The long expected interest hike in United States has ultimately come true. Signals of such a policy move were evident for quite a long time, giving ample time for countries like India to be well-prepared for any eventuality.
However, the time has come for an emerging economy like India to be conscious and cautious of external shocks to the domestic economy.
The interest rates in United States hit rock bottom in 2009 in the wake of recession. The US economy is now on fast-track recovery. Unemployment rate is at a low level of only 5 per cent.
America lost 8.7 million jobs during the recession, reports The Economist. It has since gained 13 million jobs. Thus low unemployment rate is an indication of recovery from the debilitating recession. Similarly, wages which remained stagnant for long started showing an upward trend.
But, the increase in wages is also due to decline in rates of labour participation. For instance, the labour force participation in US among 25 to 54 year olds in the third quarter of the year was lower than at any time since 1984. Low inflation is cited as another reason for hiking the interest rates.
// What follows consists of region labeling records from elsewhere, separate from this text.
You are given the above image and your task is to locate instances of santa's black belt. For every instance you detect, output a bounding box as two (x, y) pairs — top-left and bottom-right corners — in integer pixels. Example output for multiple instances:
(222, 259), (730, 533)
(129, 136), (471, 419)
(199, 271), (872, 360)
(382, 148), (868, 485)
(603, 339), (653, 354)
But, this fall in inflation is more due to unprecedented slump in global oil prices and fall in demand due to recession itself. Further fall in oil prices is unlikely. Thus the expectation of a further hike in interest rates is tricky.
The lesson for India is to be vigilant rather than unduly disturbed. This seems to be mood in the official circles, too, as is evident from the reaction of Chief Economic Advisor to Government of India. Arvind Subramanian said, “The impact of the US interest rate hike should be minimal in India as the country is relatively well cushioned.”
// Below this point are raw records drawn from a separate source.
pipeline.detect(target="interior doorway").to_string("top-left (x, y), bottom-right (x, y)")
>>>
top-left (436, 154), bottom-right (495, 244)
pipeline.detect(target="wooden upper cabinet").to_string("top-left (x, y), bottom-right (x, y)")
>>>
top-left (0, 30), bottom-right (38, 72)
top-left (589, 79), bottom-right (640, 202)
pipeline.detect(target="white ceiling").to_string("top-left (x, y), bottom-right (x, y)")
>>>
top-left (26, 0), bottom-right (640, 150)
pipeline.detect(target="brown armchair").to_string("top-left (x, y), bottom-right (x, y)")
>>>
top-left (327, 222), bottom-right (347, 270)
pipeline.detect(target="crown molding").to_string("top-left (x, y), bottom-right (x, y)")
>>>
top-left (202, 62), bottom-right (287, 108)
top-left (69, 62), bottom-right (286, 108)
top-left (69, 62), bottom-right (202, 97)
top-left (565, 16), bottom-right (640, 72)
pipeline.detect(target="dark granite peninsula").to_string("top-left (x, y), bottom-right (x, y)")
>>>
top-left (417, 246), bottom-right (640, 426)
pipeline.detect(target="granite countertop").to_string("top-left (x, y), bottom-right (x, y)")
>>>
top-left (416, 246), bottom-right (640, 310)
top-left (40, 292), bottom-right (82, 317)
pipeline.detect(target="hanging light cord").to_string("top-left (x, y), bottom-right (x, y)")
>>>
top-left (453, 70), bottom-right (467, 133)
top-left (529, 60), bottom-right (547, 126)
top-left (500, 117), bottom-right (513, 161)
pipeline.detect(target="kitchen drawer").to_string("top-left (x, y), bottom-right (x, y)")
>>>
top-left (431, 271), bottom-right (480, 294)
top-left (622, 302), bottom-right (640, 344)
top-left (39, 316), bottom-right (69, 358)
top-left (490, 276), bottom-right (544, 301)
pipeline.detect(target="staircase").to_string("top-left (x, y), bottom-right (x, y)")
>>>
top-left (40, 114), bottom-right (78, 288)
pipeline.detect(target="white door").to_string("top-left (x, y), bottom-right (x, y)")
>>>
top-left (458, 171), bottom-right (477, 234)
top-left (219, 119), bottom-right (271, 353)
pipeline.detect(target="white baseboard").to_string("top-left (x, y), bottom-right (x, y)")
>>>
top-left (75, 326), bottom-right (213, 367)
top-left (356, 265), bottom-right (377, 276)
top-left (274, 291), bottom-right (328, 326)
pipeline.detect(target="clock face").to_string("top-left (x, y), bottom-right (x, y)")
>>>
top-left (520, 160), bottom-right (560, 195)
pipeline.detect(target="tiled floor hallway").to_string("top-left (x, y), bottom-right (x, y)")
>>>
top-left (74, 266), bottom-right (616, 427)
But, the invincibility of Indian economy to global monetary and economic signals need not be over exaggerated. This was the mistake India did when it interpreted the immediate post recession recovery as a sustainable one only to witness sluggish growth rate in the subsequent periods. The questions over the resilience of our economy to such global changes are due to structural factors in world economy and Indian economy.
The world economy is still characterised by industrialised economies like US at the centre and emerging and other developing economies at the periphery with centripetal forces operating on global finance capital flows. The rate hike signals recovery in US economy.
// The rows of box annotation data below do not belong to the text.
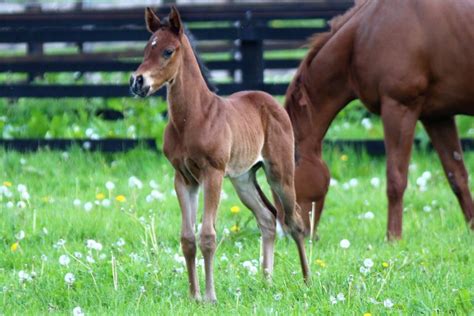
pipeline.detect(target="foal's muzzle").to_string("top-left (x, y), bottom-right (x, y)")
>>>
top-left (130, 75), bottom-right (150, 98)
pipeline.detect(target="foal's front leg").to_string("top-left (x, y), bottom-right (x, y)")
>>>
top-left (174, 171), bottom-right (201, 300)
top-left (200, 168), bottom-right (224, 303)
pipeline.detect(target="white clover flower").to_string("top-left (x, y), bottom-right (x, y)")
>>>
top-left (21, 191), bottom-right (30, 200)
top-left (74, 251), bottom-right (82, 259)
top-left (86, 239), bottom-right (102, 251)
top-left (349, 178), bottom-right (359, 188)
top-left (383, 298), bottom-right (393, 308)
top-left (151, 190), bottom-right (165, 201)
top-left (59, 255), bottom-right (71, 266)
top-left (84, 202), bottom-right (94, 212)
top-left (149, 180), bottom-right (159, 190)
top-left (115, 238), bottom-right (125, 247)
top-left (364, 258), bottom-right (374, 269)
top-left (128, 176), bottom-right (143, 189)
top-left (15, 230), bottom-right (25, 240)
top-left (17, 184), bottom-right (28, 193)
top-left (18, 270), bottom-right (31, 283)
top-left (55, 239), bottom-right (66, 248)
top-left (336, 293), bottom-right (346, 302)
top-left (361, 117), bottom-right (373, 130)
top-left (16, 201), bottom-right (26, 208)
top-left (242, 261), bottom-right (258, 275)
top-left (370, 177), bottom-right (380, 188)
top-left (72, 306), bottom-right (85, 316)
top-left (173, 253), bottom-right (186, 264)
top-left (105, 181), bottom-right (115, 191)
top-left (64, 272), bottom-right (76, 285)
top-left (339, 239), bottom-right (351, 249)
top-left (221, 190), bottom-right (229, 201)
top-left (364, 211), bottom-right (375, 220)
top-left (234, 241), bottom-right (244, 251)
top-left (359, 266), bottom-right (370, 275)
top-left (145, 194), bottom-right (154, 203)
Such hopes could trigger capital flight from emerging economies like India due to centripetal forces causing a predatory impact on our domestic economy. The increased influence of foreign institutional investment (FII) on our economy, the greater share of short-term debt in overall external debt, negative impact on our exports due to possible currency depreciation owing to strong dollar and imports induced by unbridled conspicuous consumption etc., make the Indian economy vulnerable to such global external changes.
India should further improve its economic fundamentals to insulate itself from Fed-related volatility. The emphasis on domestic savings, domestic investment and domestic market and reducing dependence on butterfly or footloose capital is essential. India should thus convert the threat into an opportunity through an economic policy course correction.